From Juliana Taiwo-Obalonye, Abuja
President Muhammadu Buhari has said that Nigeria joined the Economic Community of West African State (ECOWAS) to oust Gambian former President Yahya Jammeh, who had refused to accept results of election he lost in 2016, adding it was the least the country could do in leading an onslaught against the sit-tight President.
The President spoke Thursday at State House, Abuja, while receiving President of the Republic of The Gambia, Adama Barrow, who was on a courtesy visit.
According to a statement issued by his Special Adviser on Media and Publicity, Femi Adesina, Buhari said: “We cannot stop educating people that they are doing themselves a lot of favour when they do the right things in a democracy.”
The President added: “The future of our countries lies in our hands. We must respect our people, and appreciate their support. And when the people do the right things, they do themselves a lot of favour.”
On Jammeh’s ouster, Buhari recalled: “I was in Gambia physically at least two times. It was the least we could do to stabilize the region. We’ve accepted multi-party democracy, and we must comply with its tenets. By supporting you, we were supporting ECOWAS. We are dealing with our own troubles here, but we will continue to support you bilaterally, and through ECOWAS.”
As The Gambia goes to the polls next year, the President Buhari pledged Nigeria’s support in different ways possible.
President Barrow said his visit was actually to say thank you to Nigeria once again for its multifarious helps, noting that the support had been unflinching since he got to office in 2017.
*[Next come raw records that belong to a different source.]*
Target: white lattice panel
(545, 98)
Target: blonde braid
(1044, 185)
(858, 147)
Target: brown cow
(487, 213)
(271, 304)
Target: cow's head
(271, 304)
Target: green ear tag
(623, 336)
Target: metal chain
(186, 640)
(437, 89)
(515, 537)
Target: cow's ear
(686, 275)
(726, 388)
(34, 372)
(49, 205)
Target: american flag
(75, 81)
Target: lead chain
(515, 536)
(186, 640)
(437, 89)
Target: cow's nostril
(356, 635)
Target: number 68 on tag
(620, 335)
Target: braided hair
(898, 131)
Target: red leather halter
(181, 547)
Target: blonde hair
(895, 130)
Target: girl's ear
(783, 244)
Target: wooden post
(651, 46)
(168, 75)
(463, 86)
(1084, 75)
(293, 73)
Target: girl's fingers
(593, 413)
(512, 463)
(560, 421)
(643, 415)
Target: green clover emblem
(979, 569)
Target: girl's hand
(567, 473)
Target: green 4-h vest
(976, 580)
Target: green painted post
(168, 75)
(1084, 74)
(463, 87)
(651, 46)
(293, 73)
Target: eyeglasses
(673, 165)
“You have given us technical support in the Ministry of Education, in Ministry of Justice, and in many other areas. We are grateful,” the Gambian President said.
He disclosed that The Gambia was recovering from 22 years of dictatorship, security problems, lack of infrastructure, and a parlous economy. A Truth and Reconciliation Commission was also sitting, to redress injustices of the past, and heal the injuries.
Going forward, President Barrow said his country still needed Nigeria’s stabilizing force, “as things would have been very difficult for us without the invaluable support you gave.”